If we type this question into Google, the first result is

1. Asparagus - Wholesome Baby Food - Momtastic,


This website suggests "Feeding Your Baby Asparagus as Baby Food. Asparagus is a great veggie to make as a finger food. The spears are fun and interesting for baby to look at." in the Google description.

However, inside, it suggests this food with caution.
"Asparagus, like broccoli or cauliflower, might not be a good choice for one of baby’s first vegetables. Asparagus may cause gas and may be a bit hard for a tiny tummy to digest. Asparagus is best given to an infant between 8-10 months old. If your baby has had any digestive issues, it would be best to introduce asparagus into the diet later rather than sooner. As with any suggested age recommendation, there is no harm in trying asparagus earlier and many babies have been introduced to it earlier than 8 months of age. Keep in mind that some people find that asparagus gives them a bit of gassiness and bloating; watch for these symptoms when you feed your baby asparagus. Asparagus makes a great Baby Finger Food too."

2. The second result is about Asparagus Baby Food Recipes 


Although the main point of this page is a recipe, it indeed has the following paragraph about our question and the opinion is not that positive.

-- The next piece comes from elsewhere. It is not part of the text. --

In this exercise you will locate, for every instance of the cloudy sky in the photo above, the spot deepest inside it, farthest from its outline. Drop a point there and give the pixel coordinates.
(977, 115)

"Asparagus is not considered to be a common allergen, although – as with all new foods – you should use the four day rule as you introduce it. Asparagus contains raffinose, the same substance that’s in beans and which tends to cause gas! However, asparagus contains less raffinose than beans – consequently, it may cause discomfort in some babies and not others. Luckily for us, we’ve never noticed a problem with gassiness in our babies after giving them asparagus! Nevertheless, it’s not a good idea to introduce asparagus as a very first food and it’s best avoided altogether before 6 months of age (please see this page for more information about introducing solids before 6 months). You can try offering asparagus after your baby is enjoying other fruits and vegetables, from 6 months of age, delaying its introduction until later in baby’s first year if he’s prone to upset tummies and gas (wind).

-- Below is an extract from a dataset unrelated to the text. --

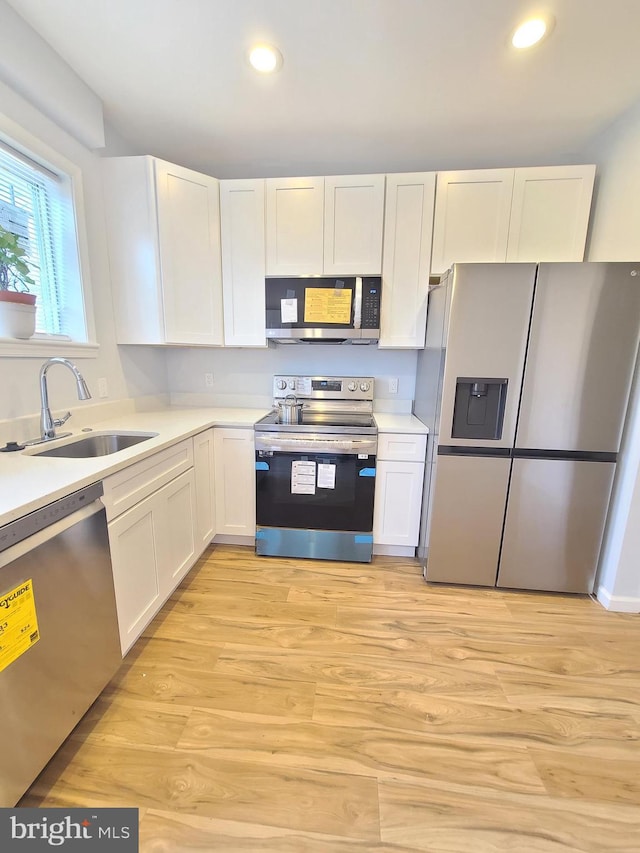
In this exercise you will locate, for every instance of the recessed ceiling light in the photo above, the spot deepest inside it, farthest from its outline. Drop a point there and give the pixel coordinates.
(265, 58)
(530, 32)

3. The 3rd Google result is Can I Give My Baby Asparagus?

The main point is similar to the first two results.


"Can I Give My Baby Asparagus? Answer: From 8-10 Months.
Most babies are introduced to solid foods between four and six months of age. Until then, formula and breast milk provide all of your child’s essential nutrients. Your baby will give you clear signs to let you know that he or she is ready for solid foods.
Some of these signs include head control, sitting well with support, chewing motions, significant weight gain, growing appetite and showing curiosity about what you are eating."



4. The 4th result is from a famous site Parents.com.


The content is only about "How to Make Asparagus Puree for Babies?" and has nothing to do with our question.


 

5. The 5th result is from "Asparagus - Baby Led Weaning".


Interestingly, this short article is more positive about feeding babies with asparagus. See below.
"The perfect baby led weaning food, I reckon. Not too messy, easy to prepare and it arrives pre-formed into the Rapley 'chip-shape'. Or the shape of a spear or asparagus, if you will."

 


To Conclude: Google has provided some good answers to our main question in this case. The first 3 results are consistent in arguing that we should only feed babies asparagus from 8-10 months. However, it could be that those 3 articles refer to the same source; they quote from the same scientific study, or what is worse, they simply copy from each other (or another site being ranked low on Google). The 4th article is irrelevant, and it appears probably because of Parents.com's superior domain authority. The 5th posting is the dark side of Internet. It is quite misleading and does not mention anything about the potential problem of eating asparagus for babies.